Effect of wavelet thresholding
Using the wavelet shrinkage thresholding method and a voting procedure, the length of data was reduced to a lower dimension in the two datasets. To select the survived coefficients after thresholding, we varied the value of α from 0.1 to 0.9 with a step of 0.1, and from 0.9 to 0.99 with a step of 0.01. In each step, the accuracy of diagnosis was used as a desirable measure to choose an appropriate value for α. A plot of the accuracy versus the value of α is shown in Fig.1. We selected α=0.9 according to the first maximum point on the curve. As shown in Table 2, the remaining coefficients have yet a good discrimination power compared with the complete wavelet data.
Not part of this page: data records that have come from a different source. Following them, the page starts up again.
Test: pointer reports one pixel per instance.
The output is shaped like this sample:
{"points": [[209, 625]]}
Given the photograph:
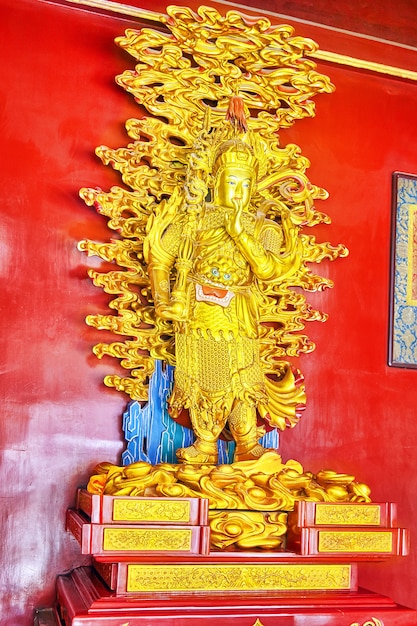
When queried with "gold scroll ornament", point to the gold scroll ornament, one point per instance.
{"points": [[188, 65]]}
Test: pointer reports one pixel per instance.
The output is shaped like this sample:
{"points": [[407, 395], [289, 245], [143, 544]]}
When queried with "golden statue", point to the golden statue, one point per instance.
{"points": [[213, 258]]}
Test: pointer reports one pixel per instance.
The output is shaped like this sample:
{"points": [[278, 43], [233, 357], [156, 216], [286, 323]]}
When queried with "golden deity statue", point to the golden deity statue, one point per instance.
{"points": [[222, 253], [213, 255]]}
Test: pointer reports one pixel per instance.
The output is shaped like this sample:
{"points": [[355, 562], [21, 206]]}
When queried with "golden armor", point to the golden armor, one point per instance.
{"points": [[215, 301], [213, 258]]}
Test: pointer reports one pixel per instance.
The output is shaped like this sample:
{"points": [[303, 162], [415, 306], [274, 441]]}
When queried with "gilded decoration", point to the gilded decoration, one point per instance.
{"points": [[373, 621], [224, 578], [213, 253], [192, 74], [358, 516]]}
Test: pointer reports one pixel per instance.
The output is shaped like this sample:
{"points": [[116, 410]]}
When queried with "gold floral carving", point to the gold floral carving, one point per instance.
{"points": [[190, 65], [123, 539], [151, 510], [218, 577], [327, 515], [373, 621], [265, 484], [355, 541]]}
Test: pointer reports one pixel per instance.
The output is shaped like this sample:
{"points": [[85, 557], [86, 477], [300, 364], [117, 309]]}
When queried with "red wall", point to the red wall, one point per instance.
{"points": [[59, 102]]}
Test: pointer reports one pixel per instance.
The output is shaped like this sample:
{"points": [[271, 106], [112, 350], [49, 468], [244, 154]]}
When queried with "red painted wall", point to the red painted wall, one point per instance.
{"points": [[59, 102]]}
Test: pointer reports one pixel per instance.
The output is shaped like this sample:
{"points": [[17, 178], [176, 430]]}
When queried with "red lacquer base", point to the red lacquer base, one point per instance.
{"points": [[83, 600]]}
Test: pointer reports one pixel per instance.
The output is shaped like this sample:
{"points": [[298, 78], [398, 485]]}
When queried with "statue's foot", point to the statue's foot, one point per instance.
{"points": [[197, 455], [242, 453]]}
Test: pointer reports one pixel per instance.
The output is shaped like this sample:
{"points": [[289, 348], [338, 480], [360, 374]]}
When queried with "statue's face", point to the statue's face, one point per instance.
{"points": [[233, 185]]}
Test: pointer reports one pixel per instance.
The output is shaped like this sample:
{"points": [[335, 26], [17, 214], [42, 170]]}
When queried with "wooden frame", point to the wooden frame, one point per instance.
{"points": [[402, 345]]}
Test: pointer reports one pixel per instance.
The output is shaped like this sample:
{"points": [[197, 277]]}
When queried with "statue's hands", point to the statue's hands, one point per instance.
{"points": [[233, 220], [175, 311]]}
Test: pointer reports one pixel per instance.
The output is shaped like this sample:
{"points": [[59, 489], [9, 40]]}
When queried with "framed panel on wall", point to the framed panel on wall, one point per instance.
{"points": [[402, 347]]}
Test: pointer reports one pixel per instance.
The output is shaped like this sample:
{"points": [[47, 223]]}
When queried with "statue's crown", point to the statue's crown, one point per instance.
{"points": [[235, 152]]}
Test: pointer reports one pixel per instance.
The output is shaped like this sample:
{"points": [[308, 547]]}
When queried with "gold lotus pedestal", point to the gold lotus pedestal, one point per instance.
{"points": [[152, 564]]}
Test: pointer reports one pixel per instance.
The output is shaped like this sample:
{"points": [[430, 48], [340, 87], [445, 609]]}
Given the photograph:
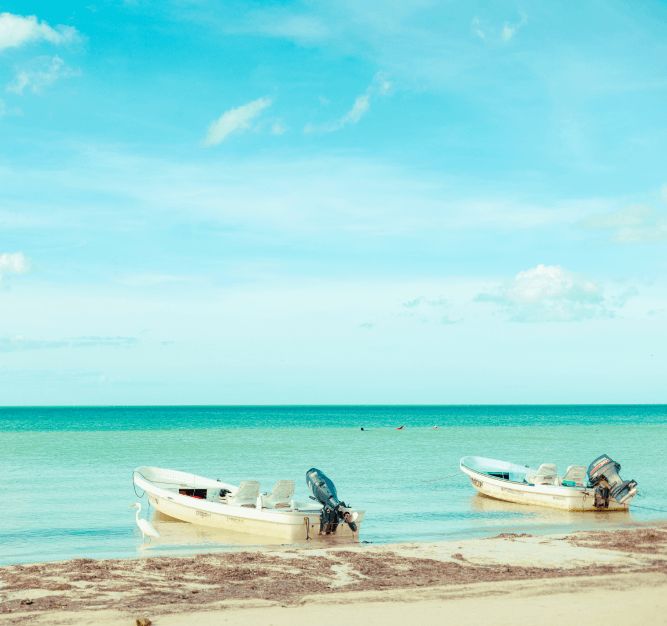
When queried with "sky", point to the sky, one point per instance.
{"points": [[380, 202]]}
We used the SVM classifier to evaluate the performance of diagnosis in the wavelet domain.
Table 2.
Dataset | Threshold value α=1 |
Threshold value α=0.9 |
||
n | Accuracy (%) | n | Accuracy (%) | |
DS1 | 15154 | 100 | 3888 | 100 |
DS2 | 13488 | 92.60 | 1923 | 92.18 |
Coefficients selection
Using DSWT and the proposed thresholding procedure, the dimensionality was reduced in each dataset. However, most of the survived coefficients had irrelevant discrimination performance. We applied a stepwise procedure to select the k features by maximizing a distance measure. To decide how many coefficients needed to be selected, the accuracy was used as the measure. By using 10-fold cross-validation, we selected the k variables according to the first maximum point of the accuracy in each dataset. The result is shown in Fig.2. We chose the 10 and 15 wavelet coefficients in the DS1 and DS2, respectively, corresponding to the point on the curves where the maximum value of accuracy reached.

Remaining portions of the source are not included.